Simulations are also invaluable to understand the noise resilience of quantum algorithms. Because the noise characteristics of today’s hardware prototypes often defy analytic treatment, they are instead investigated through small-scale experiments and intensive numerical modelling. Even performance evaluations of perfect noise-free quantum algorithms typically require some form of classical emulation.

Unsurprisingly, such emulation tasks are computationally demanding and memory intensive, so the researchers must use high performance computing (HPC) strategies like data and algorithm distribution when modelling even modestly-sized present-day quantum experiments. HPC simulators of quantum computers are therefore an indispensable tool in the advancement of experimental and algorithmic research.

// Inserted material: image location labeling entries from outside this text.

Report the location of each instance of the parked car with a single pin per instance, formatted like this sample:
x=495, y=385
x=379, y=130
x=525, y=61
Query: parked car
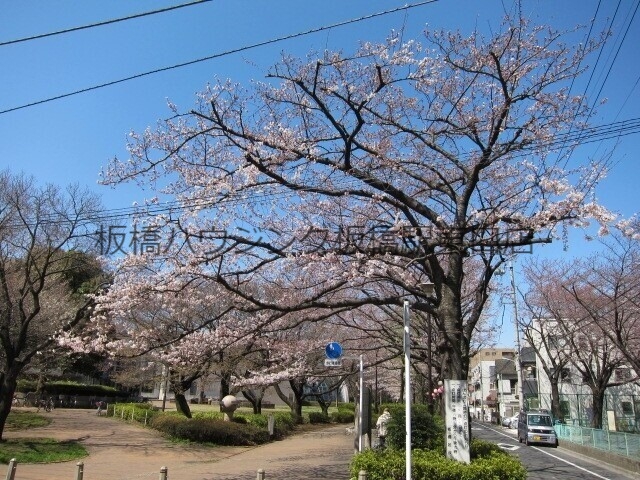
x=536, y=426
x=510, y=422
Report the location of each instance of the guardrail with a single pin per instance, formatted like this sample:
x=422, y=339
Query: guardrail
x=620, y=443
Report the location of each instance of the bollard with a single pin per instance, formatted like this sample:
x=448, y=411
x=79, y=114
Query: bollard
x=11, y=470
x=80, y=471
x=271, y=424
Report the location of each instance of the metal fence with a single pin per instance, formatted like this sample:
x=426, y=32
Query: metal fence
x=620, y=443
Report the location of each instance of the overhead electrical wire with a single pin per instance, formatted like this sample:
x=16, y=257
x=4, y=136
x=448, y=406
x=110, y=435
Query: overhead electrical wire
x=218, y=55
x=590, y=135
x=100, y=24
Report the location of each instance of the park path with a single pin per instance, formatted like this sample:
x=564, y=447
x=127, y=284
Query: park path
x=123, y=451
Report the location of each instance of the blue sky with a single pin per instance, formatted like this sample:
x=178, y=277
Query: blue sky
x=71, y=139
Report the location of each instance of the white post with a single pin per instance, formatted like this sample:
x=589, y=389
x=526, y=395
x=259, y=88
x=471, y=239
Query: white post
x=361, y=407
x=79, y=471
x=407, y=389
x=164, y=473
x=517, y=327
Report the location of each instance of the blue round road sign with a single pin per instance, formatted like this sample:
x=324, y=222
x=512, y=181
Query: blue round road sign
x=333, y=350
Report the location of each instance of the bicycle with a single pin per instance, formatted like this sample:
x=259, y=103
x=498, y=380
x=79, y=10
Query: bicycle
x=47, y=405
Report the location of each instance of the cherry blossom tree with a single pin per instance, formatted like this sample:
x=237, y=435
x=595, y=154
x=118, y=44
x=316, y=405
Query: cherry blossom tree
x=44, y=274
x=566, y=334
x=612, y=278
x=390, y=166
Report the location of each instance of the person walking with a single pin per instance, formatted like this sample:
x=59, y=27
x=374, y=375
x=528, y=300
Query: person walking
x=381, y=425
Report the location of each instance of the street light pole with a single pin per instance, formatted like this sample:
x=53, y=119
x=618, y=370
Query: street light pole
x=517, y=327
x=361, y=406
x=407, y=387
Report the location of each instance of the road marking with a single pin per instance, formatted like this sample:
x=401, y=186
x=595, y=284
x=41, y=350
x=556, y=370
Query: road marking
x=546, y=453
x=506, y=446
x=572, y=464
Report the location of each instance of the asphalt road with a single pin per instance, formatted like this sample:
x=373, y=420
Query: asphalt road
x=546, y=463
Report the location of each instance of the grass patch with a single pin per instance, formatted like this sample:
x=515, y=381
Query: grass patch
x=40, y=450
x=25, y=420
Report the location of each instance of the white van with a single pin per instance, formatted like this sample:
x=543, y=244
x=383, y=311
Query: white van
x=536, y=426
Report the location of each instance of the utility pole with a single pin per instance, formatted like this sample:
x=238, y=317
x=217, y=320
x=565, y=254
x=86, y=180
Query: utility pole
x=517, y=328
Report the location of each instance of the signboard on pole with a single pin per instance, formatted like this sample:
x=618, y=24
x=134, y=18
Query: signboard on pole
x=332, y=362
x=456, y=403
x=333, y=350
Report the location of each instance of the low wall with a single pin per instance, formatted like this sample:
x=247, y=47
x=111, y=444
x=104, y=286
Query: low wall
x=619, y=461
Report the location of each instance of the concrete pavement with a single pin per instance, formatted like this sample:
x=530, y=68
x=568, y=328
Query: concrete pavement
x=122, y=451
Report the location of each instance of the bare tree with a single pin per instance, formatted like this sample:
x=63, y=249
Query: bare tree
x=392, y=165
x=43, y=274
x=565, y=333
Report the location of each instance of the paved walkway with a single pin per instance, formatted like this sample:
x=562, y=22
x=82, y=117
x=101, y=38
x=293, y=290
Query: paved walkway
x=122, y=451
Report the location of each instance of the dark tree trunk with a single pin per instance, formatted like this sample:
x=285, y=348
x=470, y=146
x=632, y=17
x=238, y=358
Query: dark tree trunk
x=597, y=407
x=8, y=383
x=555, y=399
x=255, y=398
x=225, y=384
x=181, y=404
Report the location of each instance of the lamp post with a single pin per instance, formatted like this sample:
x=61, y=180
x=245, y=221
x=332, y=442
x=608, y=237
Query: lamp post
x=407, y=389
x=427, y=288
x=520, y=390
x=517, y=328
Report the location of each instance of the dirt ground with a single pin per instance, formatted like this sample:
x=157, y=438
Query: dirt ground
x=123, y=451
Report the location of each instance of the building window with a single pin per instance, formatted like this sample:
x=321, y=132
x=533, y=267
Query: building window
x=623, y=374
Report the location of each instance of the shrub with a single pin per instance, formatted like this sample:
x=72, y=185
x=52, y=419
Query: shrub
x=70, y=388
x=139, y=412
x=431, y=465
x=349, y=407
x=343, y=416
x=427, y=431
x=210, y=430
x=318, y=417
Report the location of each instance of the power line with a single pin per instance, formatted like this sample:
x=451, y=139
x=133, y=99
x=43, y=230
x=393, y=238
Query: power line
x=100, y=24
x=218, y=55
x=594, y=134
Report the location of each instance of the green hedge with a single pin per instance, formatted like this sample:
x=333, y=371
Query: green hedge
x=210, y=430
x=488, y=463
x=138, y=412
x=343, y=416
x=71, y=388
x=427, y=431
x=318, y=417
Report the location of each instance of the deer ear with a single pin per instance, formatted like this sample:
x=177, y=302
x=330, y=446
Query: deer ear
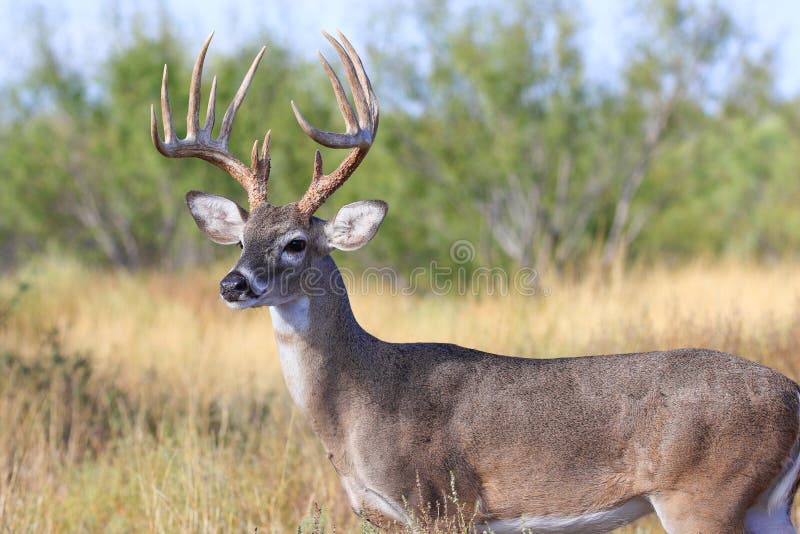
x=221, y=219
x=355, y=224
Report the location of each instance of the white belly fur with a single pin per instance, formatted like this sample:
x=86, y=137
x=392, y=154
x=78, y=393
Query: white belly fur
x=593, y=522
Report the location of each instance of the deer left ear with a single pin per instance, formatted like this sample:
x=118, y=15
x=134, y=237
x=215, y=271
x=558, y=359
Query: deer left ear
x=220, y=218
x=355, y=224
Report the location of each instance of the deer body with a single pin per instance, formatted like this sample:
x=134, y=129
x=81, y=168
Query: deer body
x=707, y=440
x=591, y=442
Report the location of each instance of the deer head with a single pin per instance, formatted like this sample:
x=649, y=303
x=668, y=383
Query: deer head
x=280, y=244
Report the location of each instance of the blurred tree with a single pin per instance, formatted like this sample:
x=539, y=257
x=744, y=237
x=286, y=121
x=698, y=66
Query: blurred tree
x=490, y=131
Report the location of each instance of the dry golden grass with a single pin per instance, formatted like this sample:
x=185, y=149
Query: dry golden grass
x=178, y=420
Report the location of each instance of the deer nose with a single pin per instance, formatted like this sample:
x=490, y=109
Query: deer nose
x=233, y=286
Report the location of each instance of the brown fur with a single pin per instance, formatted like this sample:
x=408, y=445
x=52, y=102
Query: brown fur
x=699, y=433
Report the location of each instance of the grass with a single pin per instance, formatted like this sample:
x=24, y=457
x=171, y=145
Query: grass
x=138, y=402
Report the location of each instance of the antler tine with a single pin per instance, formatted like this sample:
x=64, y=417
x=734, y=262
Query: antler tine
x=212, y=106
x=166, y=109
x=193, y=113
x=360, y=132
x=353, y=79
x=233, y=107
x=362, y=77
x=199, y=142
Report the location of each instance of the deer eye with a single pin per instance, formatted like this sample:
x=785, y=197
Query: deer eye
x=295, y=245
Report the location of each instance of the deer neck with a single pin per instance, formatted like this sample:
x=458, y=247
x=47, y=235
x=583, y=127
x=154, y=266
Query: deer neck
x=318, y=338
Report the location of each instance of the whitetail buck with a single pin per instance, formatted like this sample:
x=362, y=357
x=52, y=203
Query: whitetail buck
x=707, y=440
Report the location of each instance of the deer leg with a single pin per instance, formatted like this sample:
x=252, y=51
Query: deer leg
x=681, y=513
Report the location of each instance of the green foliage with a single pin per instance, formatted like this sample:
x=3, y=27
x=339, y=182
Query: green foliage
x=491, y=131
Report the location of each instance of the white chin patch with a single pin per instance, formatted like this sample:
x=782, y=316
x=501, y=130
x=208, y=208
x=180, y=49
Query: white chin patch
x=254, y=303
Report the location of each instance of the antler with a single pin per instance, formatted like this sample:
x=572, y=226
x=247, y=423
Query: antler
x=360, y=132
x=199, y=142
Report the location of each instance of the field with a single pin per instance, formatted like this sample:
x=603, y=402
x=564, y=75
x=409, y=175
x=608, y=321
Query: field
x=140, y=403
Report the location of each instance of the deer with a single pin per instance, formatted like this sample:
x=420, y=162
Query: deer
x=706, y=440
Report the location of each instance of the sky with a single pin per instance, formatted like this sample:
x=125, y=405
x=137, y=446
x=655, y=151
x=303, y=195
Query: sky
x=85, y=30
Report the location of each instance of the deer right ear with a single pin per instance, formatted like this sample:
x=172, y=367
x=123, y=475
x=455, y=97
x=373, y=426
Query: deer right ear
x=355, y=224
x=221, y=219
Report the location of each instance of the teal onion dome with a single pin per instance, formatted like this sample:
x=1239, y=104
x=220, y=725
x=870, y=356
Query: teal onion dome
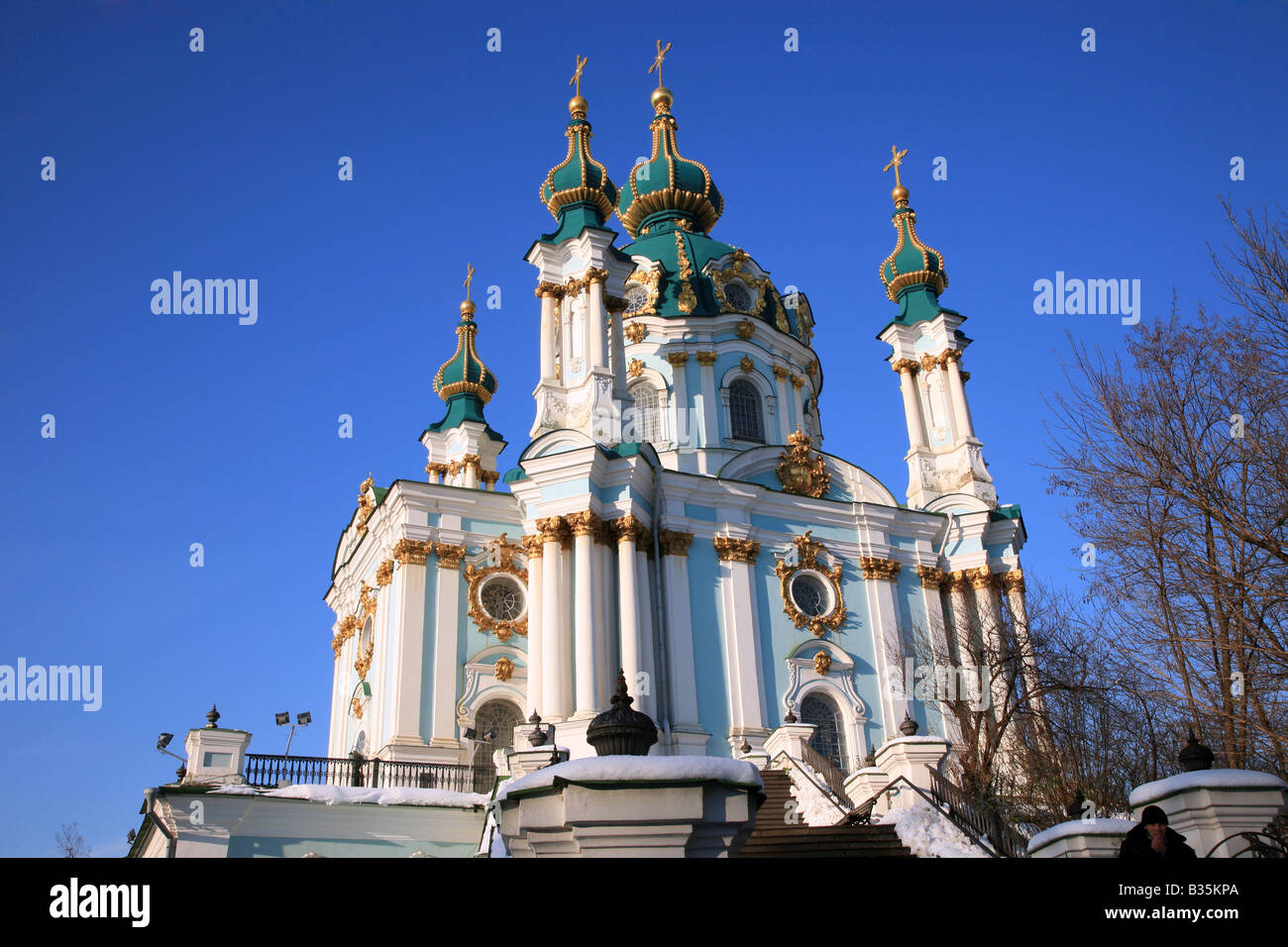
x=464, y=373
x=669, y=185
x=911, y=264
x=580, y=178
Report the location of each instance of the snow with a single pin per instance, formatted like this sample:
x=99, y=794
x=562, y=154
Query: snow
x=1205, y=779
x=638, y=770
x=927, y=832
x=1091, y=826
x=814, y=806
x=333, y=795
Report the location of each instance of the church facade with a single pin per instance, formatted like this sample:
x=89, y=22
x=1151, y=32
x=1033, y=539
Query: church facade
x=674, y=513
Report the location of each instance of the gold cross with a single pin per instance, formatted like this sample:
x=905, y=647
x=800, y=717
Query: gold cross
x=657, y=62
x=576, y=76
x=896, y=159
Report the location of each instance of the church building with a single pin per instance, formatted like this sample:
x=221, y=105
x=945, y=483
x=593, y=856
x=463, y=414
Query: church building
x=675, y=512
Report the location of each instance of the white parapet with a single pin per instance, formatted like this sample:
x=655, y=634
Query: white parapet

In this blog post, we describe how to perform large-scale quantum circuits simulations using AWS ParallelCluster with QuEST, the Quantum Exact Simulation Toolkit. We demonstrate a simple and rapid deployment of computational resources up to 4,096 compute instances to simulate random quantum circuits with up to 44 qubits.

Prerequisites

Quantum computing has the potential to accelerate current computation capabilities using the principles of quantum physics, and possibly solve specific complex problems that are difficult to address with conventional computers. This is a major area of research field, where new hardware and software needs to be developed. Currently, a crucial role is played by classical simulations of quantum computers for demonstrating and proofing new ideas and experimenting before a production environment is developed.

Classic simulations

Quantum computers can be classically simulated using a variety of algorithmic paradigms, each with their own costs and performance trade-offs. The choice of the simulation algorithm is often determined by the nature of the questions asked about the emulated quantum device, such as the probability of a particular error occurring, or the expected value of an observable. We will introduce two ubiquitous paradigms: state-vector (SV) and tensor-network (TN) simulation.

SV simulators, also known as “full-state”, “brute-force” and “Schrödinger-style” simulators, maintain a complete numerical description of the evolving quantum state of a quantum circuit. As such, they require memory that scales exponentially with the number of qubits in the circuit, but their runtime scales linearly with the quantum circuit depth. Since their complete quantum state output permits the precise and efficient a posteriori calculation of any property, they are the conventional first choice of simulator for much of quantum computing research.

In contrast, TN simulators have constant growing memory requirements as the number of qubits increases. TN simulators are exponentially slowed by deepening circuits and increasing state complexity. This makes them cheaper and faster in the study of shallow circuits with a suitable structure, and the simulation can potentially scale to many qubits.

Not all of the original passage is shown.